While we often think of DNA in terms of linear sequence—AGTCTTGGACGT and on and on—in reality it’s arranged in highly organized three-dimensional structures. It has to be. All the DNA in one cell, if stretched straight, would total more than six feet (or about two meters) in length. And it must fit into a cell’s nucleus, which in humans averages only six micrometers (.000006 meters) in diameter. One might say that it’s one heck of a packing job.
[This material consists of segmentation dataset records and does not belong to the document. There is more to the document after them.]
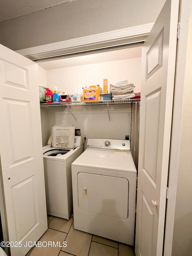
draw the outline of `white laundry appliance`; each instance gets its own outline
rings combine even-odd
[[[74,125],[53,125],[51,145],[43,148],[48,214],[68,220],[73,209],[71,163],[82,152]],[[50,140],[49,140],[50,141]]]
[[[133,245],[136,170],[130,142],[88,139],[71,165],[75,229]]]

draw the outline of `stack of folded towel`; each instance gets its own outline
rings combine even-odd
[[[110,86],[112,99],[126,99],[135,96],[134,89],[135,86],[133,83],[129,83],[127,79],[117,81],[115,84]]]

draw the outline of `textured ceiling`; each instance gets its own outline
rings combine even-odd
[[[1,0],[0,22],[76,0]]]
[[[134,58],[139,58],[141,57],[142,48],[142,46],[139,46],[88,55],[78,56],[61,60],[53,60],[44,62],[40,62],[38,63],[38,65],[44,69],[48,70]]]

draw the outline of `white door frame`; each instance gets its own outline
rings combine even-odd
[[[188,28],[187,20],[189,18],[190,2],[190,0],[182,1],[180,5],[181,29],[178,42],[169,171],[169,198],[166,210],[164,247],[164,255],[166,256],[171,256],[172,254],[183,95],[183,86],[182,85],[184,85],[184,76]],[[90,50],[99,50],[105,47],[107,48],[118,45],[130,45],[133,42],[142,43],[153,24],[114,30],[16,52],[30,59],[36,60],[42,58],[49,58],[53,56],[59,56],[60,55],[74,55],[81,52],[88,52]],[[178,70],[179,72],[177,73]]]
[[[172,252],[190,2],[190,0],[182,1],[179,7],[180,31],[177,45],[168,180],[169,191],[164,246],[164,256],[171,256]]]

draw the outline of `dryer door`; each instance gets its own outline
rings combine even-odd
[[[80,172],[77,182],[80,209],[123,220],[128,218],[129,182],[126,179]]]

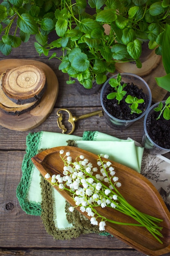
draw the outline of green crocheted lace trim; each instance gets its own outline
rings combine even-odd
[[[41,205],[37,202],[27,200],[27,195],[29,190],[29,181],[33,163],[31,157],[37,154],[39,142],[42,132],[29,133],[26,138],[26,154],[24,157],[22,170],[22,175],[16,189],[16,195],[20,205],[23,211],[28,214],[40,216]]]

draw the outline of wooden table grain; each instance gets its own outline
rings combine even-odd
[[[62,107],[68,108],[75,115],[102,109],[100,91],[82,97],[73,85],[66,84],[67,75],[58,70],[60,62],[39,56],[33,43],[33,37],[26,44],[13,49],[9,56],[5,57],[0,54],[0,61],[12,58],[42,61],[55,72],[59,92],[51,115],[36,128],[22,132],[0,126],[0,255],[142,256],[143,254],[111,236],[91,234],[68,240],[55,240],[47,234],[40,216],[27,215],[21,208],[16,189],[22,176],[21,165],[28,133],[41,130],[61,133],[57,125],[56,112]],[[141,142],[143,119],[125,130],[117,131],[106,124],[104,117],[92,117],[77,121],[73,134],[82,136],[84,131],[90,130],[120,139],[130,137]]]

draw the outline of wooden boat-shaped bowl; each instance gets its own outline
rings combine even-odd
[[[64,163],[60,156],[61,149],[64,150],[64,153],[70,152],[73,161],[76,157],[83,155],[92,163],[93,167],[97,166],[96,160],[98,157],[96,155],[74,147],[57,147],[45,150],[31,158],[44,177],[47,173],[51,176],[58,174],[63,176]],[[115,167],[116,176],[119,177],[121,183],[119,191],[126,200],[140,211],[163,220],[160,225],[163,227],[161,233],[163,237],[160,238],[163,244],[161,244],[142,227],[116,225],[107,222],[105,230],[148,255],[161,255],[170,252],[170,213],[159,193],[152,184],[141,174],[124,165],[109,161]],[[69,191],[60,190],[57,186],[54,187],[71,205],[75,206]],[[77,209],[90,219],[91,217],[88,216],[86,213],[82,213],[79,207]],[[113,209],[107,207],[102,208],[99,206],[97,210],[107,218],[126,223],[134,222],[130,217]]]

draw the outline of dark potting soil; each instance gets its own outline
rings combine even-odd
[[[121,83],[122,85],[123,83]],[[106,89],[106,93],[103,97],[103,102],[104,107],[107,111],[112,116],[121,120],[132,120],[137,118],[141,114],[133,113],[130,114],[130,109],[128,106],[128,104],[125,101],[125,99],[128,95],[136,97],[139,99],[143,99],[144,100],[144,103],[139,104],[138,108],[141,110],[142,112],[145,110],[146,108],[146,95],[143,92],[142,89],[139,88],[137,85],[134,85],[132,83],[131,84],[128,83],[126,86],[124,88],[124,90],[126,91],[127,93],[123,99],[120,101],[120,103],[117,104],[118,101],[116,99],[108,99],[107,95],[110,92],[115,92],[114,88],[110,86]]]
[[[151,139],[157,145],[164,148],[170,148],[170,120],[163,118],[163,115],[157,120],[159,112],[154,112],[148,117],[146,126]]]

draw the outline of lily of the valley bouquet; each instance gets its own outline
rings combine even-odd
[[[91,217],[92,225],[99,226],[100,231],[105,230],[106,222],[144,227],[162,243],[159,238],[163,237],[160,231],[162,228],[158,225],[162,220],[139,211],[128,202],[119,191],[121,184],[116,176],[116,170],[108,160],[107,155],[98,155],[96,166],[93,166],[83,155],[77,156],[75,162],[72,162],[70,152],[64,154],[61,150],[60,154],[64,163],[63,175],[53,175],[51,177],[47,173],[45,179],[52,185],[58,186],[60,190],[69,191],[75,204],[69,207],[70,211],[79,207],[82,213],[86,212]],[[102,157],[105,159],[102,160]],[[130,216],[135,221],[124,223],[109,219],[97,211],[99,207],[113,209],[113,216],[114,211],[116,210]]]

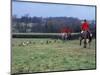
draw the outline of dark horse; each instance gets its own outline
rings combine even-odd
[[[88,31],[84,31],[83,33],[81,33],[80,45],[81,45],[82,40],[84,40],[84,48],[87,47],[87,44],[89,44],[89,48],[90,48],[92,36],[90,35],[90,33]]]

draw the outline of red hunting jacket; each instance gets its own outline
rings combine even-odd
[[[83,31],[88,31],[89,30],[89,24],[87,22],[84,22],[82,25],[81,25],[81,29]]]

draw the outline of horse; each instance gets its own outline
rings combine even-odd
[[[71,33],[61,33],[61,39],[62,40],[70,40],[71,39]]]
[[[92,36],[90,35],[90,33],[88,31],[84,31],[83,33],[81,33],[80,46],[81,46],[82,40],[84,40],[84,48],[87,47],[87,44],[89,44],[89,48],[90,48],[90,45],[92,42]]]

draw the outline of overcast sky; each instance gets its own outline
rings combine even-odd
[[[95,7],[14,1],[12,3],[12,14],[17,15],[17,17],[28,14],[37,17],[76,17],[93,20],[95,19]]]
The DNA and its associated packing materials, such as proteins called histones around which DNA is wound, are known collectively as chromatin. The ways in which chromatin is arranged can have significant biological consequences. Genomic regions that are separated by thousands or even millions of base pairs in a sequence may loop around to be next to each other physically. The 3D structures play important roles in gene expression and regulation, as promoter binding sites can become more or less accessible depending on chromatin configurations or the region of the nucleus in which they’re located. Recent work is providing a clearer picture of chromatin structure and its functional consequences.
While DNA sequencing has advanced with breathtaking rapidity, determining exactly how chromatin folds and loops within a nucleus has remained a challenge. Current 3D mapping methods include proximity ligation and high-throughput sequencing (Hi-C) and chromatin immunoprecipitation (ChIA-PET). These methods provide information about genomic areas that are frequently in proximity across large numbers of cells, but they paint with a broad brush, and many details regarding chromatin interactions have remained unclear. In “Multiplex Chromatin Interactions with Single Molecule Precision,” published in Nature, a new strategy is presented for capturing complex chromatin interactions with unprecedented resolution.
The method, called ChIA-Drop, applies recent advances in microfluidics for droplet-based, barcode-linked sequencing. The nano-droplets can be thought of like miniature crystal balls, allowing researchers to see complex chromatin interactions with a precision not possible with previous methods. The team characterized regions commonly in contact to each other and in active gene domains in Drosophila cells. The method compared favorably with Hi-C and ChIA-PET, and, unlike them, it was able to resolve multiplex chromatin interactions—that is, complexes that contain multiple chromatin fragments, with some incorporating hundreds of fragments—at the single-molecule level.
Although the paper focuses on the method, the work done to validate it provided evidence for two specific mechanisms of transcriptional coordination in chromatin complexes that involve multiple genes. The single-molecular precision of the chromatin contact data by ChIA-Drop also enabled the authors to postulate a new model of chromatin folding during gene transcription. The authors anticipate that ChIA-Drop will be rapidly adopted due to its robustness for a wide range of research applications into transcription, regulation of gene expression and more to investigate the dynamic, three-dimensional nature of chromatin structure and function.